Dunn John C, Elster Eric A, Blair James A, Remick Kyle N, Potter Benjamin K, Nesti Leon J
Clinical and Experimental Orthopaedics, Uniformed Services University, Bethesda, MD 79922, USA.
William Beaumont Army Medical Center, Fort Bliss, TX 79922, USA.
Mil Med. 2022 Jan 4;187(1-2):e17-e21. doi: 10.1093/milmed/usaa379.
Trauma systems within the United States have adapted the "golden hour" principle to guide prehospital planning with the goal to deliver the injured to the trauma facility in under 60 minutes. In an effort to reduce preventable prehospital death, in 2009, Secretary of Defense Robert M. Gates mandated that prehospital transport of injured combat casualties must be less than 60 minutes. The U.S. Military has implemented a 60-minute timeline for the transport of battlefield causalities to medical teams to include Forward Surgical Teams and Forward Resuscitative Surgical Teams. The inclusion of orthopedic surgeons on Forward Surgical Teams has been extrapolated from the concept of damage control orthopedics (DCO). However, it is not clear if orthopedic surgeons have yielded a demonstrable benefit in morbidity or mortality reduction. The purpose of this article is to investigate the function of orthopedic surgeons during the military "golden hour."
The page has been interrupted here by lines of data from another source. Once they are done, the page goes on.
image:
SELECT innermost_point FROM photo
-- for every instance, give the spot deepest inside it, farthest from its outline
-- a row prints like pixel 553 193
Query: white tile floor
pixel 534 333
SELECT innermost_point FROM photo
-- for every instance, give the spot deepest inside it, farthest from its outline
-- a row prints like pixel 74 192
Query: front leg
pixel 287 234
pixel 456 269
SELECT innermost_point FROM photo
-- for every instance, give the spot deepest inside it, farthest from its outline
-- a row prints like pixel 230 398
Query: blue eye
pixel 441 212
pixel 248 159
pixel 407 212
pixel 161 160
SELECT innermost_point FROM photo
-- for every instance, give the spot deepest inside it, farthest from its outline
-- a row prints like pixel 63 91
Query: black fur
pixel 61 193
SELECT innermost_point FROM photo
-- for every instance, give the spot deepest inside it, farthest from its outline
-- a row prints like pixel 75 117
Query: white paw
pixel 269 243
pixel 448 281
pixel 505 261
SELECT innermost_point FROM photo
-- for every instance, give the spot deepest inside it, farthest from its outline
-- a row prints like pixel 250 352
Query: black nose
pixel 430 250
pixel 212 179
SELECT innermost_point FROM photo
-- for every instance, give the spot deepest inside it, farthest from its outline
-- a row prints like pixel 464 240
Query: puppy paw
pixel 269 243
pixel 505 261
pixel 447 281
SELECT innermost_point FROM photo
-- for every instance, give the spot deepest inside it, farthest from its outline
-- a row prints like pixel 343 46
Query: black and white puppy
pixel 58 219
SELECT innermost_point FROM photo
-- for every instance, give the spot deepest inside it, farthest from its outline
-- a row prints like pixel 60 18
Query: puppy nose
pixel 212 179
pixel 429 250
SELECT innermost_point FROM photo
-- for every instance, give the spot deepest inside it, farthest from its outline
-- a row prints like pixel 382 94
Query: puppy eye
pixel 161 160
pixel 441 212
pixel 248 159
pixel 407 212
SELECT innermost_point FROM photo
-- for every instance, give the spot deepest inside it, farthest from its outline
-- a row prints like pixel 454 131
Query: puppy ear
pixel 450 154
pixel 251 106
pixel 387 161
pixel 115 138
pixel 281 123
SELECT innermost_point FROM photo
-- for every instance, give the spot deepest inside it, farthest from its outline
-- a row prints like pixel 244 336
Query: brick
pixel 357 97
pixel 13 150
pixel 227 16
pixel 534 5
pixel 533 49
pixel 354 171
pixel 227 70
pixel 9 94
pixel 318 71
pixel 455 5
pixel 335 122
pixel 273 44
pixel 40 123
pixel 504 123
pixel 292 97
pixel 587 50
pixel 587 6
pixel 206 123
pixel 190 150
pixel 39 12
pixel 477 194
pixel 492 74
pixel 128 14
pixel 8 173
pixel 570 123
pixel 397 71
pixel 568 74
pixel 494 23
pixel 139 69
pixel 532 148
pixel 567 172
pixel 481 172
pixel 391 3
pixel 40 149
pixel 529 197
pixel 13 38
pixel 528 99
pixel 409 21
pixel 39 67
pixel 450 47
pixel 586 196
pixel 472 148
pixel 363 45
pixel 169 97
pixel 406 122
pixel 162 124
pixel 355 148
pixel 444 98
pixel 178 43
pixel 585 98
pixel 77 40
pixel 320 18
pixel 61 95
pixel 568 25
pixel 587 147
The English literature was reviewed for evidence supporting the use of orthopedic surgeons within the golden hour. Literature was reviewed in light of the 2009 golden hour mandate by Secretary Gates as well as those papers which highlighted the utility of DCO within the golden hour.
Evidence for orthopedic surgery within the "golden hour" or in the current conflicts when the United States enjoys air superiority was not identified.
Within the military context, DCO, specifically pertaining to fracture fixation, should not be considered an element of golden hour planning and thus orthopedic surgeons are best utilized at more centralized Role 3 facility locations. The focus within the first hour after injury on the battlefield should be maintained on rapid and effective prehospital care combined with timely evacuation, as these are the most critical factors to reducing mortality.
美国的创伤系统采用了“黄金一小时”原则来指导院前规划,目标是在60分钟内将伤者送达创伤治疗机构。为减少可预防的院前死亡,2009年,国防部长罗伯特·M·盖茨下令,受伤战斗伤员的院前转运时间必须少于60分钟。美国军方为将战场伤员转运至医疗团队(包括前方外科团队和前方复苏外科团队)设定了60分钟的时间限制。前方外科团队纳入骨科医生是从损伤控制骨科(DCO)的概念引申而来。然而,目前尚不清楚骨科医生在降低发病率或死亡率方面是否产生了显著益处。本文旨在研究骨科医生在军事“黄金一小时”期间的作用。
回顾英文文献,寻找支持在黄金一小时内使用骨科医生的证据。根据盖茨部长2009年的黄金一小时指令以及那些强调DCO在黄金一小时内效用的论文对文献进行了回顾。
未找到在“黄金一小时”内或在美国享有空中优势的当前冲突中进行骨科手术的证据。
在军事背景下,DCO,特别是与骨折固定相关的内容,不应被视为黄金一小时规划的要素,因此骨科医生最好在更集中的三级医疗机构中发挥作用。战场上受伤后第一小时的重点应保持在快速有效的院前护理以及及时后送,因为这些是降低死亡率的最关键因素。